Saratoga County, which had healthy finances until recently, has drawn down millions of dollars in surplus funds and in 2013 is increasing property taxes by 1.5 percent, after a 3.5 percent increase in 2012.
The total amount collected from county landowners will be $51.6 million. The average tax rate per $1,000 assessed value is rising from $2.23 to $2.27, but in reality, rates vary significantly from community to community because of different ways in which they assess property.

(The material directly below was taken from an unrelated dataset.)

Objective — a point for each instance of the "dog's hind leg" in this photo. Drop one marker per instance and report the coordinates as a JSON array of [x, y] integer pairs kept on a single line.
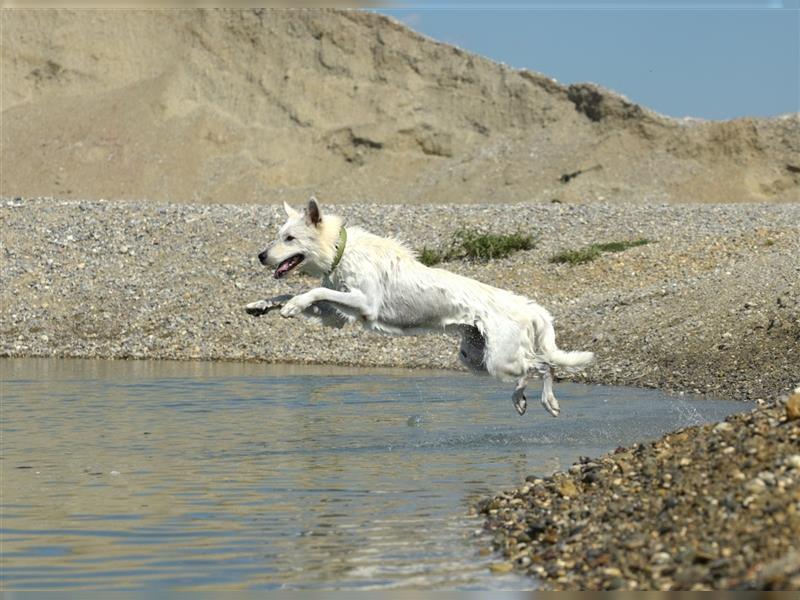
[[548, 397], [519, 399]]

Communities also gain or lose value compared to each other every year, which also affects the rates.
These are the new tax rates:
• Ballston: County, $2.40, down from $2.46 per $1,000 in 2012. There are no townwide taxes, though most residents pay special district taxes for fire, ambulance, library, water, and other services.

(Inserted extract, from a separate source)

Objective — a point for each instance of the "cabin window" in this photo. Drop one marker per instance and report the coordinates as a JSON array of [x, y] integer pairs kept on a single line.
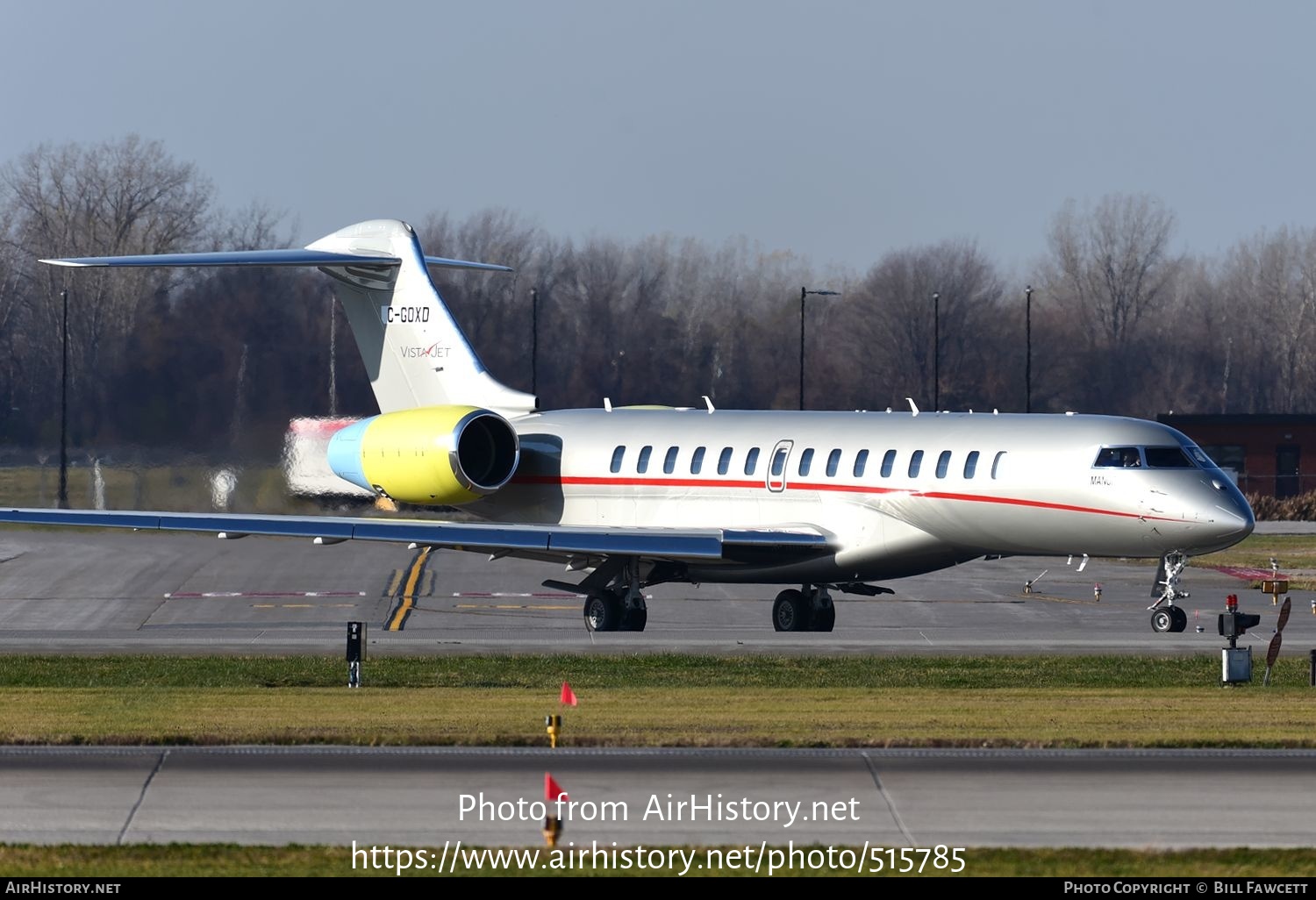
[[942, 463], [805, 461], [971, 463], [861, 460], [1118, 458], [915, 462]]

• Charlton: County $3.65 per $1,000, up from $3.60. No townwide taxes, though all residents pay a local fire protection tax.
• Clifton Park: County $4.07, up from $3.99 per $1,000. No town general; highway, 19 cents; there are many special district taxes, from fire protection to park districts.
• Corinth: County, $2.43, up from $2.40. Town general, $1.52; highway, $1.70; special district taxes for fire protection, and in some areas for lighting and water.
• Day: County, $3.46, down from $3.48. No town general; highway, $2.06; also a fire protection tax.
• Edinburg: County, $4.16, unchanged from this year. No town general; highway, $1.07; fire protection tax.
• Galway: County, $4.26, up from $4.20. Town general, $1.09; highway, 33 cents; highway outside village, $1.13; fire protection district.
• Greenfield: County, $2.31, down from $2.36. No town general; highway, $1.48; fire protection district.
• Hadley: County, $3.06, down from $3.08. Town general, $2.23; highway, $3.25; fire, ambulance, and other special districts.
• Halfmoon: County, $3.80, up from $3.67. No town general or highway tax; special districts for fire, library, water and sewer.
• Malta: County, $2.36, up from $2.32. Town general, 1 cent; no highway; taxes for library, fire protection, sewer, lighting, and other special districts.
• Milton: County, $2.53, down from $22.56. Town general outside village, 49 cents; no highway; special districts for fire, ambulance, lighting, water and sewer.
• Moreau: County, $2.23 in South Glens Falls, down from $2.34; outside the village, $1.46, down from $1.95. Town general, 59 cents; no highway tax; special districts for fire, library, water, sewer and lighting.
• Northumberland: County, $2.51, up from $2.46. No town general; highway, $1.37; special districts for ambulance and fire protection.
• Providence: County, $11.51, down from $11.92. Town general, $4.78; highway, $16.00; fire protection. Providence has higher rates because, unlike other towns, it has never in recent times tried to assess properties at their full market value.
• Saratoga: County, $2.43, down from $3.71. Town general, $1.11; no highway; ambulance, fire, and other special districts. Rates dropped because the town conducted a reassessment, increasing the assessed values of properties.
• Stillwater: County, $2.55, up from $2.50. Town general, $1.07; highway outside village, $1.41; library, fire, ambulance, water, sewer, lighting and other special districts.
• Waterford: County, $7.05, up from $7.04. General, $11.69; special districts for fire, ambulance, and lighting.
• Wilton: County, $2.36, up from $2.31. No town general or highway; special districts for fire and ambulance.
Property owners in the cities of Saratoga Springs and Mechanicville are sent bills on a different schedule than town taxpayers. The county rate will be $2.96 in Saratoga Springs, up from $2.93, and $3.64 in Mechanicville, down from $3.66.
Taxpayers will have until the end of January to pay their bills to the tax collector in their respective towns before interest and penalties are imposed. The penalty is 1 percent in February, and 2 percent in March.